Storage in SGPs. The overnight growth from each BAP was harvested with a sterile polyester swab (Becton Dickinson Microbiology Systems). The top of the SGP was cut open, and the swab with the harvested growth was placed in the packet. The corners of the packet were folded and sealed with tape to ensure closure. For each strain, 19 swabs were then kept at 4°C, 19 swabs were kept on the bench in the laboratory at room temperature (generally considered to be between 22 and 25°C), and 19 were kept at 4°C during business hours (9 a.m. to 5 p.m.) and were left on the bench at night and over the weekend. The latter conditions were used to simulate the occurrence of power outages frequently encountered in some African countries. All swabs were kept in SGPs under these conditions for 90 days. Strains were recovered by removing the swab from the SGP, streaking it onto a BAP, and incubating overnight at 37°C in a CO₂ atmosphere.

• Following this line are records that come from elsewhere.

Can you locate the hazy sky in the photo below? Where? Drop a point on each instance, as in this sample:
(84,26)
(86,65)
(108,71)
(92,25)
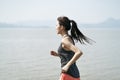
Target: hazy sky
(84,11)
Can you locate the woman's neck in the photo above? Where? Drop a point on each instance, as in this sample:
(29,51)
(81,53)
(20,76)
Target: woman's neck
(64,34)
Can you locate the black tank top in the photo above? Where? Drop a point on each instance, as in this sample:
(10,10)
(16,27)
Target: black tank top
(66,56)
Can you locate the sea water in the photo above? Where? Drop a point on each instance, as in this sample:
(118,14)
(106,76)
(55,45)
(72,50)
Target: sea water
(25,54)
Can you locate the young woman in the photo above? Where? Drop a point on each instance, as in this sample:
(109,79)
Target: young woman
(67,50)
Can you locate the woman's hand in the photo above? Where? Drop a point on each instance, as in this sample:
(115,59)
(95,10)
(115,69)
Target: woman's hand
(65,68)
(53,53)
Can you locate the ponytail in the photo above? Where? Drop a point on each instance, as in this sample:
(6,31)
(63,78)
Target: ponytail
(77,35)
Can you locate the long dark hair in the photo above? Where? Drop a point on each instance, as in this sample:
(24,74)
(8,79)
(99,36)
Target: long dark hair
(76,34)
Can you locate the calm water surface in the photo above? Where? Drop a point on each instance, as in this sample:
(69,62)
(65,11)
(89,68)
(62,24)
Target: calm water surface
(24,55)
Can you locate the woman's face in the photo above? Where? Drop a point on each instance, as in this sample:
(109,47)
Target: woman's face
(59,28)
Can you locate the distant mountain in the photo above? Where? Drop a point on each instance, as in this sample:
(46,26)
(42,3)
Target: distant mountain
(109,23)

We designated the initial storage day as day 0. On day 4, for each of the eight tested strains, we opened three packages, each containing a swab held at a different storage condition, and streaked each swab onto a BAP. Subsequently, at days 5, 6, 10, 12, 14, 17, 19, 21, 24, 26, 31, 35, 42, 49, 61, 70, 77, and 90, the procedure was repeated with the remaining swabs. Growth of the strains was defined as heavy when more than 100 CFU were present on a single plate, moderate when 20 to 100 CFU were present, and light when fewer than 20 CFU were observed on a plate.

Confirmation of strains. Before storage and after recovery, the identity of each strain was confirmed by standard procedures: the oxidase test, utilization of carbohydrates (maltose and dextrose positive and lactose and sucrose negative) and Gram staining (6). Serogroups were identified by slide agglutination tests with specific antisera.

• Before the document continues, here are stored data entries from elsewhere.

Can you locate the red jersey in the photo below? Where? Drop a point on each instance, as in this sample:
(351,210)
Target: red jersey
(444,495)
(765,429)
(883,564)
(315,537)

Statistical analysis. Differences in the numbers of days of survival among the three storage temperatures were tested with the Wilcoxon rank sum test (2).

Results and discussion. All strains held at 4°C were successfully recovered with various intensities of growth after 90 days (Table 1). The shortest period during which heavy growth was observed was 4 days for the N. meningitidis serogroup B strain, while on average the other seven strains produced heavy growth until day 46 (range, 31 to 61 days). For all strains, moderate growth was observed until day 49 (average, 76; range, 49 to 90). Five of eight N. meningitidis strains produced moderate growth even after 90 days. When held at room temperature, all strains exhibited heavy growth for at least 4 days (range, 4 to 6), but moderate growth on average persisted until day 9 (range, 4 to 17). All strains survived with light growth for at least 10 days (average, 28, range, 10 to 49). When the swabs were kept alternately at 4°C and at room temperature all strains were recovered with heavy, moderate, or light growth for at least 4, 5, and 17 days, respectively (averages, 7, 12, and 40 days, respectively).

Conclusion. Transport and temporary storage of N. meningitidis strains have been difficult in the past. Chocolate agar slants and other media have been used, but survival time with these is limited. Trans-Isolate medium has been used for the transport of strains from Africa in surveillance and case control studies. However, contamination is often a problem with the use of this medium, particularly when cultures are transported by mail. In this study, we evaluated the use of SGPs as a possible alternative to chocolate agar slants and Trans-Isolate medium for the transport of N. meningitidis. The ability of strains to survive for a longer period in SGPs with little contamination should aid in carrying out field studies. SGPs also provide a simple and reliable means to transport isolates from remote areas to regional reference centers within developing countries.